Habibi-TTS

Official code for "Habibi: Laying the Open-Source Foundation of Unified-Dialectal Arabic Speech Synthesis"

WER-S/O: word error rates from two different ASR systems. D/S/N-MOS: dialect pronunciation accuracy, speaker similarity, and naturalness.

Quick Start

# Install
pip install habibi-tts

# Launch the GUI TTS interface
habibi-tts_infer-gradio

Important

Read the F5-TTS documentation for (1) Detailed installation guidance; (2) Best practice for inference; etc.

CLI Usage

# Default using the Unified model (recommanded)
habibi-tts_infer-cli \
--ref_audio "assets/MSA.mp3" \
--ref_text "كان اللعيب حاضرًا في العديد من الأنشطة والفعاليات المرتبطة بكأس العالم، مما سمح للجماهير بالتفاعل معه والتقاط الصور التذكارية." \
--gen_text "أهلًا، يبدو أن هناك بعض التعقيدات، لكن لا تقلق، سأرشدك بطريقة سلسة وواضحة خطوة بخطوة."
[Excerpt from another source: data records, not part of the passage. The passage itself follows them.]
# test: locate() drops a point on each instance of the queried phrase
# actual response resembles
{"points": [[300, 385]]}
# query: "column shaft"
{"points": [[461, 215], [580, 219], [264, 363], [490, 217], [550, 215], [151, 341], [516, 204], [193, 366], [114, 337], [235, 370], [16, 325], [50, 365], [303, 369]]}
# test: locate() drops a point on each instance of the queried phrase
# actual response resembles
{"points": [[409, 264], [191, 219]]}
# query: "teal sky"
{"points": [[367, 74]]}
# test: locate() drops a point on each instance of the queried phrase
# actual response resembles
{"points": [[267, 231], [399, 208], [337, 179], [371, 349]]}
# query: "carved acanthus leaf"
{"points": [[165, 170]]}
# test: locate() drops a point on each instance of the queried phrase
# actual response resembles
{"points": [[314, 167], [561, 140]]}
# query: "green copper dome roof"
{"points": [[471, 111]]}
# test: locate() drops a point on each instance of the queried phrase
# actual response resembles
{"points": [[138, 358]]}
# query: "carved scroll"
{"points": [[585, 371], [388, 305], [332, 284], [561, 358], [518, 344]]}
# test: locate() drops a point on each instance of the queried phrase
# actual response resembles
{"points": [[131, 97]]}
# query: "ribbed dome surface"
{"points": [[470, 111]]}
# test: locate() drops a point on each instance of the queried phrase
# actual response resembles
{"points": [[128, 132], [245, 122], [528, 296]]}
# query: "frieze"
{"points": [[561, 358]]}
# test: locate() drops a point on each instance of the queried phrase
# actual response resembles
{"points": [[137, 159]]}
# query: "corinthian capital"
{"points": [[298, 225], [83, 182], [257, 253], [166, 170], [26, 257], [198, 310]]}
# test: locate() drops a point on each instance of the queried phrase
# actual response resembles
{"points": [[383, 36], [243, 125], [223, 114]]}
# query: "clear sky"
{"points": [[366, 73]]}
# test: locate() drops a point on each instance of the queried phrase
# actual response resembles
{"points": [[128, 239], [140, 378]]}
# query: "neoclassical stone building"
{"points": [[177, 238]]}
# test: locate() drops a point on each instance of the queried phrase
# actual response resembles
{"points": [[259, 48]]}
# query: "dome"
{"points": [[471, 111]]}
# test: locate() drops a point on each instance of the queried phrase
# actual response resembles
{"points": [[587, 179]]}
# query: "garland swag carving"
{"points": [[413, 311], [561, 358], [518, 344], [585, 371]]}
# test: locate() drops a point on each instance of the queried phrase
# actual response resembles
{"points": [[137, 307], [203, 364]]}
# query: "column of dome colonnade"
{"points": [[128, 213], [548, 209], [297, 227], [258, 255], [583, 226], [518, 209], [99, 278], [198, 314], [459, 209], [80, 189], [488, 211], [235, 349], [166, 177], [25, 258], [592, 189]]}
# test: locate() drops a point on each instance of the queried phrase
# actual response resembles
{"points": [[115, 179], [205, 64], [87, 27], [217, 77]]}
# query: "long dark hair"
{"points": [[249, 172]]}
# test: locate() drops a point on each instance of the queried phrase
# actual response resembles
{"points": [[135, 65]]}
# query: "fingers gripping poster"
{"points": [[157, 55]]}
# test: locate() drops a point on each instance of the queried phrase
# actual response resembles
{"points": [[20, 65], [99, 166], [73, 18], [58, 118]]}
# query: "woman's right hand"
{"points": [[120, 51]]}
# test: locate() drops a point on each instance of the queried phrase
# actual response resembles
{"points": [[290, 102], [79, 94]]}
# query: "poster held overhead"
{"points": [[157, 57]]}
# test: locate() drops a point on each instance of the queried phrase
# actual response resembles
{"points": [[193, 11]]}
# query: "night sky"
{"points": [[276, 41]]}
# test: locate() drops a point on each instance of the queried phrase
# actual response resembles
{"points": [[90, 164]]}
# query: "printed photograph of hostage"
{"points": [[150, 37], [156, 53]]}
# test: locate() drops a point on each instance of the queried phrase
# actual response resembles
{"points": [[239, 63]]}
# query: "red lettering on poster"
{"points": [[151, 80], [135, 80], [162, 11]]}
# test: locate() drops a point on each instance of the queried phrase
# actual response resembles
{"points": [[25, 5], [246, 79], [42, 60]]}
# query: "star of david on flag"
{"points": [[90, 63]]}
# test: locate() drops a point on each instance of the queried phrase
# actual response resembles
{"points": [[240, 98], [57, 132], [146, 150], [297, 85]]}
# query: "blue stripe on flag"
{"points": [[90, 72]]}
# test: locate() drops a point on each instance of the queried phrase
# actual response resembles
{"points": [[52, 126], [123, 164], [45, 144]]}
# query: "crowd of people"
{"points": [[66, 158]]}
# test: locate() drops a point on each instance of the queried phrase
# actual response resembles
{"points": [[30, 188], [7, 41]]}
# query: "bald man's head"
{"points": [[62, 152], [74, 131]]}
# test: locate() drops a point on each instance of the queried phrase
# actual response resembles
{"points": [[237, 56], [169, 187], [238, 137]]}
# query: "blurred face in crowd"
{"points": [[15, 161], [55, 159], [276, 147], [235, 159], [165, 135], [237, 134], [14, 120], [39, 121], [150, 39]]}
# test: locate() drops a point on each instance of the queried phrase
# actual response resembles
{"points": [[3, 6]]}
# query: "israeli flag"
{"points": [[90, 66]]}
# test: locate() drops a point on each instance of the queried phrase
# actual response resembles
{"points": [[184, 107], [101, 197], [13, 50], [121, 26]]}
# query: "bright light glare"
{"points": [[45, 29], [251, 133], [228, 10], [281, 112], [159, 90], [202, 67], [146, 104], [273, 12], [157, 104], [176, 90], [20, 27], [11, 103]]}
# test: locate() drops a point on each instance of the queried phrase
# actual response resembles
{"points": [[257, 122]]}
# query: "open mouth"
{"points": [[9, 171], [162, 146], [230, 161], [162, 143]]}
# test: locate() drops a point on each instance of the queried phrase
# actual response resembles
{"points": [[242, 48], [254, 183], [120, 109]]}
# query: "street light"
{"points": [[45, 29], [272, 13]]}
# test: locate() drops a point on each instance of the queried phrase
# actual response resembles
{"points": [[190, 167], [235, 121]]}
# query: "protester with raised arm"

# Assign the dialect ID, rather than inferred from given reference prompt (UNK, by default)
# (best use matched dialectal content with ID: MSA, SAU, UAE, ALG, IRQ, EGY, MAR, OMN, TUN, LEV, SDN, LBY)
habibi-tts_infer-cli --dialect MSA

# Alternatively, use `.toml` file to config, see `src/habibi_tts/infer/example.toml`
habibi-tts_infer-cli -c YOUR_CUSTOM.toml

# Check more CLI features with
habibi-tts_infer-cli --help

Note

Some dialectal audio samples are provided under src/habibi_tts/assets, see the relevant README.md for usage and more details.

Training & Finetuning

See #2.

Benchmarking

0. Benchmark setup

# Example template for benchmark use:
python src/habibi_tts/eval/0_benchmark.py -d MSA
# --dialect DIALECT (MSA | SAU | UAE | ALG | IRQ | EGY | MAR)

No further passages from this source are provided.